Science’s COVID-19 reporting is supported by the Heising-Simons Foundation.
An ethics board that oversees clinical trials in the United Kingdom today said a research team there can begin to intentionally infect volunteers with the virus that causes COVID-19, a world-first experiment intended to accelerate research into vaccines against the disease.
The hotly debated “human challenge” experiment will, as a first step, determine the lowest level of the pandemic coronavirus, SARS-CoV-2, needed to infect the healthy, young volunteers. The researchers then plan to vaccinate additional volunteers and expose them to that “challenge dose” to assess protection and the immune responses that correlate with it.
The human challenge model, long used for flu and several other infectious diseases, allows rapid comparisons of different vaccines and provides a simpler way to determine why they work or fail than the large-scale efficacy trials underway. The unavoidable risk of COVID-19 challenge trials, however, is that the disease can be fatal, even in healthy, young people, and there is no proven “rescue” drug, a treatment that reliably stops a SARS-CoV-2 infection in its tracks. Opponents also note that even a mild SARS-CoV-2 infection can have long-term consequences and say the questions that human challenges address can also be answered through conventional vaccine trials.
Still, many people in the United Kingdom and elsewhere have declared their willingness to participate in such studies. And scientists have said that despite the success of multiple COVID-19 vaccines in recent months, the trials could offer vital information.

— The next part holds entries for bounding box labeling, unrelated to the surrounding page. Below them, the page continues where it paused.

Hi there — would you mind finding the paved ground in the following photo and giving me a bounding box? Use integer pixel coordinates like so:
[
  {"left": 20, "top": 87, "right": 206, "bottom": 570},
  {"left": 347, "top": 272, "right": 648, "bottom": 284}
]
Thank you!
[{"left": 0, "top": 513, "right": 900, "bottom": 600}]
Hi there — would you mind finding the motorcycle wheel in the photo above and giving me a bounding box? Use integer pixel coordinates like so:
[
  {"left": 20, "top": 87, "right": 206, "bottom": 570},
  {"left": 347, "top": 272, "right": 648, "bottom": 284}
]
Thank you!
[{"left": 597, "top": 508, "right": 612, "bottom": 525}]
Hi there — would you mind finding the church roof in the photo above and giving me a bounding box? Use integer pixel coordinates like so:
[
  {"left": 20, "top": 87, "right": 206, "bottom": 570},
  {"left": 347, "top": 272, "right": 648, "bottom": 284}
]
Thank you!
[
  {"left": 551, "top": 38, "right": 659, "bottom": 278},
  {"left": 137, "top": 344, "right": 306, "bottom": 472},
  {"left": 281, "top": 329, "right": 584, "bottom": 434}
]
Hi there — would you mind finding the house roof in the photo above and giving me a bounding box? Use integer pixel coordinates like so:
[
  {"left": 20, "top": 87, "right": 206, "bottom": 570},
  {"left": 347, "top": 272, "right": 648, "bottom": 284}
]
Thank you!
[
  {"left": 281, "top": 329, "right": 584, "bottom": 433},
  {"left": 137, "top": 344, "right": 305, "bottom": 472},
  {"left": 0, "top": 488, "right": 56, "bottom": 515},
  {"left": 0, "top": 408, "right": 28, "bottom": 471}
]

The U.K. team that won permission today to move forward will select 90 healthy volunteers between 18 and 30 years old and, after exposing them to varying amounts of SARS-CoV-2, will isolate and monitor them 24 hours a day. People who become infected will quickly be offered remdesivir, a drug approved in several countries to treat infected people who are at high risk of severe COVID-19 or who are already hospitalized with the disease, says the trial’s principal investigator, immunologist Christopher Chiu of Imperial College London. “We will be taking twice-daily viral load measurements so we may well be able to see if remdesivir has efficacy as a very early pre-emptive treatment.”
Remdesivir has only been tested in hospitalized patients, with mixed results, but its discoverers have long contended it will work better if given to people earlier in an infection. Yet even if remdesivir prevents disease in these volunteers, giving the drug to newly infected people is not likely to be practical on a large scale because it must be infused, it’s relatively expensive, and most people will have mild symptoms or none at all without treatment.
Human challenge trials could be used to study vaccines that have been tweaked to be more effective against recently emerged SARS-CoV-2 variants that transmit more readily, dodge the immune response, or do both. But the initial U.K. study will use an isolate of the virus obtained in summer 2020, before the most concerning new strains surfaced. “We are currently considering which variants to pursue next so that they are most relevant for testing of re-engineered vaccines,” Chiu says.